RUSSIAN LANGUAGE
This dataset collected from real answers to questions of the mail.ru service: https://otvet.mail.ru/
Category: Love
We have 82628 questions and 530511 answers!
{
"question": "string, which contains question",
"comment": "string, sometimes question have comment better reveals the essence of the issue",
"sub_category": "string of sub category",
"author": "string contains author nickname",
"author_rating": {
"category": "string - type of author rating",
"value": "string with rating"
},
"answers": [{
"text": "string - text",
"author_rating": "same to author_rating"
}],
"poll": [{
"text": "string - text",
"score": "string - how many points scored this option"
}]
}
Answers or poll can be empty. Sometimes user chooses to make a poll and sets the options themselves. First answer is the best answer.
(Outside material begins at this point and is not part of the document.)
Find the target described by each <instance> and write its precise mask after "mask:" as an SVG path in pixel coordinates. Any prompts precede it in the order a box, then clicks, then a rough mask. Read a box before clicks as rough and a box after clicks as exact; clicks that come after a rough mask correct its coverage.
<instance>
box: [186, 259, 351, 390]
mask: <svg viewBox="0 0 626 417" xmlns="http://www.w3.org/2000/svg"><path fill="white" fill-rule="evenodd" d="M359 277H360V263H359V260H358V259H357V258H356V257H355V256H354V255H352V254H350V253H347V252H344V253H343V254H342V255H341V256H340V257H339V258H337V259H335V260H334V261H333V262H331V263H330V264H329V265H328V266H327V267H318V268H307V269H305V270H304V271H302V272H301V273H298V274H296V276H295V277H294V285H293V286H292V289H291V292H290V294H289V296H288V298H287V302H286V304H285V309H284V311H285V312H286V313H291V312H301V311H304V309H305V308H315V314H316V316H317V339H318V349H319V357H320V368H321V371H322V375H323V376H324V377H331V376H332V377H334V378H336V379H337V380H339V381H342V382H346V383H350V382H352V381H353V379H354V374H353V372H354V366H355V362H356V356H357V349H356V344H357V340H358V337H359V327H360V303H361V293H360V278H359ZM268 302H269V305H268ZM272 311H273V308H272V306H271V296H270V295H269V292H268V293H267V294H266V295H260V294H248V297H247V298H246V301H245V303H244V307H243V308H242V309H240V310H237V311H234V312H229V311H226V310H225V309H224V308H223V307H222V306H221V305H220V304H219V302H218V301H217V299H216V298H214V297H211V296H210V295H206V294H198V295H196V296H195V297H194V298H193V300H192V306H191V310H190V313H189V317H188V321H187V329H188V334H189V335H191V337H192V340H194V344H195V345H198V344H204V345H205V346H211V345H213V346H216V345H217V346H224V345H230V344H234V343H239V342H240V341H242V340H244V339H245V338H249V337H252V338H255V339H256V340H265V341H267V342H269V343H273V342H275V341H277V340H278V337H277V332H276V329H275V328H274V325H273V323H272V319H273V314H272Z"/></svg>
This data can be helpful to create a chit-chat dialogue system. You can use ranking like architecture like DSSM.
Name | Url |
---|---|
Learning Deep Structured Semantic Models for Web Search using Clickthrough Data (DSSM) | https://www.microsoft.com/en-us/research/wp-content/uploads/2016/02/cikm2013_DSSM_fullversion.pdf |
Applying Deep Learning to answer selection: a study and an open task | https://arxiv.org/pdf/1508.01585.pdf |
LSTM-Based Deep Learning Models for Nonfactoid answer selection | https://arxiv.org/pdf/1511.04108.pdf |
Universal Sentence Encoder | https://arxiv.org/pdf/1803.11175.pdf |